Les populations de l’arrondissement de Saldé, dans l’Ile à Morphil, n’en croient pas leurs yeux. Elles qui, depuis l’indépendance, ont vu leur zone coupée du reste du pays.
Quitter cet îlot pour se rendre tout juste à Pété sur la Nationale, à une dizaine de kilomètres, relevait d’un parcours du combattant. En saison pluvieuse, les insulaires étaient obligés de faire un long détour par Toufndé Gandé. Alors, bonjour les dégâts lorsqu’il s’agit d’évacuations sanitaires. Beaucoup de malades y ont perdu leur vie ou vu leur mal s’aggraver. Ce, faute de route digne de ce nom. Des années de calvaire qui ne seront plus, désormais, qu’un mauvais souvenir.
L’arrondissement vient, en effet, d’étrenner une route goudronnée. Un soulagement que certains notables ne sont pas près d’oublier et le font savoir. Pour eux, cette réalisation représente un énorme effort du gouvernement. Ils estiment que c’est comme si les populations de l’île à Morphil venaient de sortir d’un trou dans lequel ils étaient confinés depuis des décennies. Ce notable du village de Barobé Diackel se croit toujours dans un rêve. «Il m’est difficile d’intégrer qu’il y a bien une route goudronnée ici», confie le sage. Qui estime que le voeu de désenclavement est aussi vieux que le Sénégal indépendant. «Nous avions presque perdu espoir. Pour nous, c’était fini», déclare-t-il. B. Ndiaye de Saldé-Tébégout n’a pas oublié les nombreuses pertes en vies humaines enregistrées ces dernières années.
Une situation liée, selon lui, aux conditions de vie difficiles des populations. «Nous perdions une journée sur la distance Pété- Saldé qui ne fait même pas plus de dix kilomètres», rappelle-t-il. Poursuivant, il renseigne qu’auparavant, pour rallier le Diéri, il fallait utiliser un bac attaché à des cordes que tiraient des solides gaillards.

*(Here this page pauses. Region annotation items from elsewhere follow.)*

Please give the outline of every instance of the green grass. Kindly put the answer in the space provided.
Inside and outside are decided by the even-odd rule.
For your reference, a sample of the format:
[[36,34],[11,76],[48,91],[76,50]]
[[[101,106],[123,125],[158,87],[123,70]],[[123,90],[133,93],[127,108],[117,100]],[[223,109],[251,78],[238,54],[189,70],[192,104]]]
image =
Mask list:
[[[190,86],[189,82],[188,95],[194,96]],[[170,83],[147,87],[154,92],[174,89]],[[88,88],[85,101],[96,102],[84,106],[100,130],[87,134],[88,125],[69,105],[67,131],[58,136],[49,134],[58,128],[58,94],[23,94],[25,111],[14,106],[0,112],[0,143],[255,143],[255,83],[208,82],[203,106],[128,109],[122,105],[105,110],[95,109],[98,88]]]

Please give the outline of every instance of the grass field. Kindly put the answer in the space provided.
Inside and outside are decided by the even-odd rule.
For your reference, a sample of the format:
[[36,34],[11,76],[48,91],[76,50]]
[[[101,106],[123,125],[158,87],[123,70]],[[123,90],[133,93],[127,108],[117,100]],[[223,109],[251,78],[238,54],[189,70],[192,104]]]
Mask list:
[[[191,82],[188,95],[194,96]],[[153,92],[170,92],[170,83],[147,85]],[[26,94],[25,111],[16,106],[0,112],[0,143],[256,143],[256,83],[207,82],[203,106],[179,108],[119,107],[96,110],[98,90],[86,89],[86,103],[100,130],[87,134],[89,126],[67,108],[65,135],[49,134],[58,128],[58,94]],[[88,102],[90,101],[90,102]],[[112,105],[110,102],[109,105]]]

«A l’accession du Président Wade au pouvoir, vers les années 2006-2007, nous avons bénéficié d’un pont. Mais, nous étions toujours confrontés à des difficultés entre Ngouye et Saldé. C’était périlleux de traverser le radier submersible en période de saison des pluies. Une fois celle-ci installée, nous étions coupés du reste du monde. Tout cela est, aujourd’hui, devenu un mauvais souvenir. Pour se rendre à Pété, cinq minutes suffisent», se réjouit le vieil homme davantage satisfait par le fait que les populations de la localité n’auront plus de problèmes d’évacuation de leurs proches malades. Il y a aussi le règlement des problèmes liés à l’écoulement de la production agricole de la zone.
La route goudronnée acquise, les insulaires demandent des mesures d’accompagnement. «Il nous faut, par exemple, des unités de transformation de nos produits locaux. Nous avons aussi besoin d’unités de conservation de ces produits. Des centres de formation professionnelle sont aussi nécessaires pour les insulaires que nous sommes. Car pour maintenir nos jeunes ici, il nous faudrait les former afin qu’ils puissent prendre leur propre destin en main», a-t-il plaidé.